Representatives from Interior Health and the First Nations Health Authority appeared as a delegation at the Williams Lake City Council Tuesday evening, Dec. 6 in hopes of getting approval to open a mobile overdose prevention site in the city.
Medical health officer Dr. Carol Fenton from Interior Health Authority and other representatives with First Nations Health Authority appeared virtually, while there was also a delegation of local representatives including Charlene Belleau and Joyce Cooper.
Following a presentation on the number of deaths, history of the public health emergency and those most affected by the toxic drug poisoning crisis, Belleau spoke to council.
“I would just like to be able to add behind those numbers are human beings, and for a lot of those numbers, those are our people,” said Belleau, former chief of the Esk’etemc First Nation and former chair of the FNHC.
“We are here today because when we have a funeral home that can’t keep up with burying our people from overdoses we’ve got a problem, we’ve got a problem together.”
Belleau told council they have the support of more than a dozen chiefs in the region who will stand with them if needed, and she apologized to the families of those who recently lost loved ones to the crisis, that there was nothing in place to help them.
In the last few weekends volunteers have set up harm reduction sites in Williams Lake with success.
“We had six people the first night, that’s six people that maybe don’t have to die.”
A public health emergency was first declared in 2016. The province did see a reduction of death rates in the crisis by 2019, however, those gains were lost with the arrival of the pandemic in 2020.
In the Thompson Cariboo region, there have been well over 100 deaths every year for the last three years.
According to the statistics, the number of deaths relative to the population size is very high in the Cariboo Chilcotin – higher than Kamloops or Vancouver. About 70 per cent of those who die from toxic drug poisoning are between the ages of 30-59, and 82 per cent are male.
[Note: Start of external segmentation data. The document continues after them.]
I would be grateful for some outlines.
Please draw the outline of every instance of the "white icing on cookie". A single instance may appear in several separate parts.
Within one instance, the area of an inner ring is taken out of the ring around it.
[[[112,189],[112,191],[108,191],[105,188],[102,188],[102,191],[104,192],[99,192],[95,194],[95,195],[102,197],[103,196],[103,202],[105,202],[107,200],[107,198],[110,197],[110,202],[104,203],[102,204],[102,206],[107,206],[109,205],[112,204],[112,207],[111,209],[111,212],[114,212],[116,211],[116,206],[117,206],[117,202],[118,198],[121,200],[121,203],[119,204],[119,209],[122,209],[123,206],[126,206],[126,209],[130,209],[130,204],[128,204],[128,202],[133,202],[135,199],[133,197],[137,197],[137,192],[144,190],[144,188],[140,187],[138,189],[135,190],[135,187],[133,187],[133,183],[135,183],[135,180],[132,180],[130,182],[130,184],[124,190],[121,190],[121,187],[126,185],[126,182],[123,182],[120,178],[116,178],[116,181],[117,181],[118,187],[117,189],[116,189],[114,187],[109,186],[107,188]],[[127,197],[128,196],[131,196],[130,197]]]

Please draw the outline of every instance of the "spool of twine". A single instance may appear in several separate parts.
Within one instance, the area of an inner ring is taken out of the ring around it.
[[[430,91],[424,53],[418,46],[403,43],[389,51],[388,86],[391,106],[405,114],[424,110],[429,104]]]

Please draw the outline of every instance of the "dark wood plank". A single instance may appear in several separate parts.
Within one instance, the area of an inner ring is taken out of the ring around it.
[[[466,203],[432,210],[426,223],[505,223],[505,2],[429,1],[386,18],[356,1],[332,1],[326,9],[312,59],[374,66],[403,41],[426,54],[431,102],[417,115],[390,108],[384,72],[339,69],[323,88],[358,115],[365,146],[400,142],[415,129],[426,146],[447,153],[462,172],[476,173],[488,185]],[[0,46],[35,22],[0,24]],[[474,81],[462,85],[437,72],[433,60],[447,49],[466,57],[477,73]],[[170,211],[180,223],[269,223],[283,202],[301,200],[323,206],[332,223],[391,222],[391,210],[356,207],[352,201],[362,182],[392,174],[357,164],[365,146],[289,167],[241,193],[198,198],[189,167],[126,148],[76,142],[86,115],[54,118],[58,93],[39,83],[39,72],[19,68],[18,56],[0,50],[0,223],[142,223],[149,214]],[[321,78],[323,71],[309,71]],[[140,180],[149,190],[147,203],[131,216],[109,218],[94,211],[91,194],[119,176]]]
About 14 per cent of overdose victims are First Nations.
The statistics further note that only 12 per cent are homeless, while 85 per cent of all overdose deaths are inside.
Working-aged males working in trades, transport and equipment operators are among the statistics.
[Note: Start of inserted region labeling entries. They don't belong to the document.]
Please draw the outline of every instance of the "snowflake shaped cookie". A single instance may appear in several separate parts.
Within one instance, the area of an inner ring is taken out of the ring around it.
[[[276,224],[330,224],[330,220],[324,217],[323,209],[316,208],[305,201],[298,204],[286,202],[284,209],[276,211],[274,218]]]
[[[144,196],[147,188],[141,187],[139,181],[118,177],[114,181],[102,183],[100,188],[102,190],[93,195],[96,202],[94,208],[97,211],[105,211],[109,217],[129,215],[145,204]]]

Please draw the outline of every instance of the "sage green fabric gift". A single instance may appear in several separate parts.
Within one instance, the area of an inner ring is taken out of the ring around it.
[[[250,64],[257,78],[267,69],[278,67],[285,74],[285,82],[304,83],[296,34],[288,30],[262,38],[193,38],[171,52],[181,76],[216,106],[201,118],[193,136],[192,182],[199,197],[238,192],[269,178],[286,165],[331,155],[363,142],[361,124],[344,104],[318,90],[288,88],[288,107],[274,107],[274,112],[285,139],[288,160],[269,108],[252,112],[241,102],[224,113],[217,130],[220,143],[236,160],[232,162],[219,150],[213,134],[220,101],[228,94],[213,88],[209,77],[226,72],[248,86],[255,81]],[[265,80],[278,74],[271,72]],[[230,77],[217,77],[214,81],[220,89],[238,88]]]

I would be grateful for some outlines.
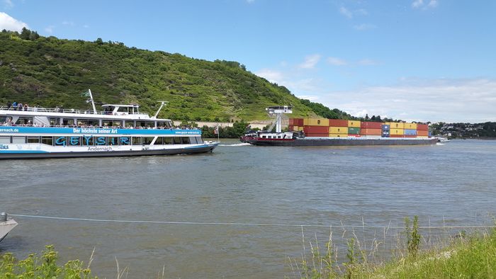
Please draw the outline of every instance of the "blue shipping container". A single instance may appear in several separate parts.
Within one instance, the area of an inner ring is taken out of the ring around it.
[[[416,129],[405,129],[405,134],[407,136],[416,136],[417,130]]]

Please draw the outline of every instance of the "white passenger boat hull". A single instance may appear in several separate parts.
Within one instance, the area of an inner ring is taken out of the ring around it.
[[[9,234],[10,231],[17,226],[17,222],[12,219],[6,222],[0,222],[0,241]]]

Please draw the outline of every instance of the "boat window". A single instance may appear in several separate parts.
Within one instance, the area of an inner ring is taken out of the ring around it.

The group is seeking approval from council for a mobile overdose prevention site, which they say offers a safe space with support for those who use drugs, either by injection or inhalation.
The delegation noted these sites are often the first place where users may find hope and seek out treatment.
“We need to quit talking and need to take action,” said Belleau.
Joyce Cooper also spoke of the heartache, and mounting losses associated with the overdose crisis. She said staff are dedicated and not afraid of the hard work ahead that’s needed to find solutions.
Council had a number of questions for the delegation before unanimously voting to receive the request to approve a proposal for a mobile overdose prevention site in Williams Lake and refer the matter back to staff for a report to council.